Argentina is a huge country packed with stunning vistas and exciting attractions. The waterfalls of Iguazú on the border of Uraguay, Brazil and Paraguay; the spectacular Glaciar Perito Moreno; whale-watching off Península Valdés; the handsome lakes and mountains that surround Bariloche are just some of the highlights. If you wish to see it all in one trip, then you must prepare for lots of travelling from point to point, but believe us when we say that touring the varied regions of the country will be worth the effort.
Many of Argentina’s most rewarding destinations are also its least well known. These include the Ibera Wetlands (Esteros del Iberá), a huge network of lagoons offering close-up encounters with cormorants and caymans. Likewise the Antofagasta de la Sierra, a remote village set amid frozen lakes mottled pink with flamingos; or Laguna Diamante, a high-altitude lake backed by a volcano. Climate and distance mean it’s more sensible and rewarding to concentrate on one or two sections of the country when planning your travel.
Most people start their journey in Agrentina at Buenos Aires, the country’s capital. It’s a vibrant city, with plenty of sightseeing to do and local delicacies to sample. But after exploring the city, make sure you venture further afield to see some Argentina’s natural beauty.
If you plan to spent time in the country’s landlocked northwest region, then you will want to experience the Quebrada de Humahuaca, a gorge lined with rainbow-hued rocks. You can also get a taste of some of the country’s vast valleys by visiting Valles Calchaquíes near to the gorge, which features high-altitude vineyards that are responsible for torrontés wine.

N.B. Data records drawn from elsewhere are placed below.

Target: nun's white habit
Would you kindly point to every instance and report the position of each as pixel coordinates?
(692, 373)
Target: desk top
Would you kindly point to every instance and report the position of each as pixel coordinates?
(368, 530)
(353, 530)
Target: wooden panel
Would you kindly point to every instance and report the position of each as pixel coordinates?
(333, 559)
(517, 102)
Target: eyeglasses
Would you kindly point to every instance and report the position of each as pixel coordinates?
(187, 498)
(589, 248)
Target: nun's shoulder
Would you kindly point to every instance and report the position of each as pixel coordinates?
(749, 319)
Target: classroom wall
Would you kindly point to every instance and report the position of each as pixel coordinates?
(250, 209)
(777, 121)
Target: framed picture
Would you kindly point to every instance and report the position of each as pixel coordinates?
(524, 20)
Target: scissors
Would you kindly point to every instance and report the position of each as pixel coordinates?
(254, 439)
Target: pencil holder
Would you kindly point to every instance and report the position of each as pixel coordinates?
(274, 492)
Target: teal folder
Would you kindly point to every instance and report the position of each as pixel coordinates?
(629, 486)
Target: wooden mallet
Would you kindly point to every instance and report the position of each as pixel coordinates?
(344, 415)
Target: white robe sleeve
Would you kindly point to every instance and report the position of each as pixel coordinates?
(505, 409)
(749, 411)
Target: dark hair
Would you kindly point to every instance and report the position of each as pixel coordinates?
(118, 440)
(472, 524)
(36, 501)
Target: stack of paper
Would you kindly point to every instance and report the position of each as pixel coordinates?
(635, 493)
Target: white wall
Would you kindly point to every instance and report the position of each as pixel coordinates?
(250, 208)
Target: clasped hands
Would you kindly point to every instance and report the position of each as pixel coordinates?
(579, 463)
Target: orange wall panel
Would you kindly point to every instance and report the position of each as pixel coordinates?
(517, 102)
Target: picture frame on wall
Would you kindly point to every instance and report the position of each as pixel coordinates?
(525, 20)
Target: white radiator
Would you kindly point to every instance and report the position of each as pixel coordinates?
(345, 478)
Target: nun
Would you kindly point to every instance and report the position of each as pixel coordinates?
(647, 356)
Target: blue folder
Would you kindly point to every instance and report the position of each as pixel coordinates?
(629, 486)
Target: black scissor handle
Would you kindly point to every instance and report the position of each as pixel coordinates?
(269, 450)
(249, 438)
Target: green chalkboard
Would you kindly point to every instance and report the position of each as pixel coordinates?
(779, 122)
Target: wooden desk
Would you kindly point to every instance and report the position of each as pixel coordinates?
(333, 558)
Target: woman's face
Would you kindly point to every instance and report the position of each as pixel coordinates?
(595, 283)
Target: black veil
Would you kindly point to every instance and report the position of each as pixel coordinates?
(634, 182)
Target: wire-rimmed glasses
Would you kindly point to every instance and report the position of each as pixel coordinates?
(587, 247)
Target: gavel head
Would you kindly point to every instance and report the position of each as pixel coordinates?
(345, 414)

Across the middle of the country are the Pampas, which is considered the country’s most archetypal landscape. The 1,200,000 square kilometres of lowlands are worth driving through to find peace and tranquility, as you’ll pass through small towns, ranches and fields littered with grazing cattle. A popular activity for those travelling through here is horse riding, the locals are friendly and will cater for all ability levels.
In contrast, north of the Pampas you can find the country’s colonial-era second city, Cordoba, in the midst of the Argentinian highlands. However, if finding the highest peak in the country is a big ticket item for you, then head west to Cuyom where you will find the highest Andean peaks and the wine capital of the country, Mendoza.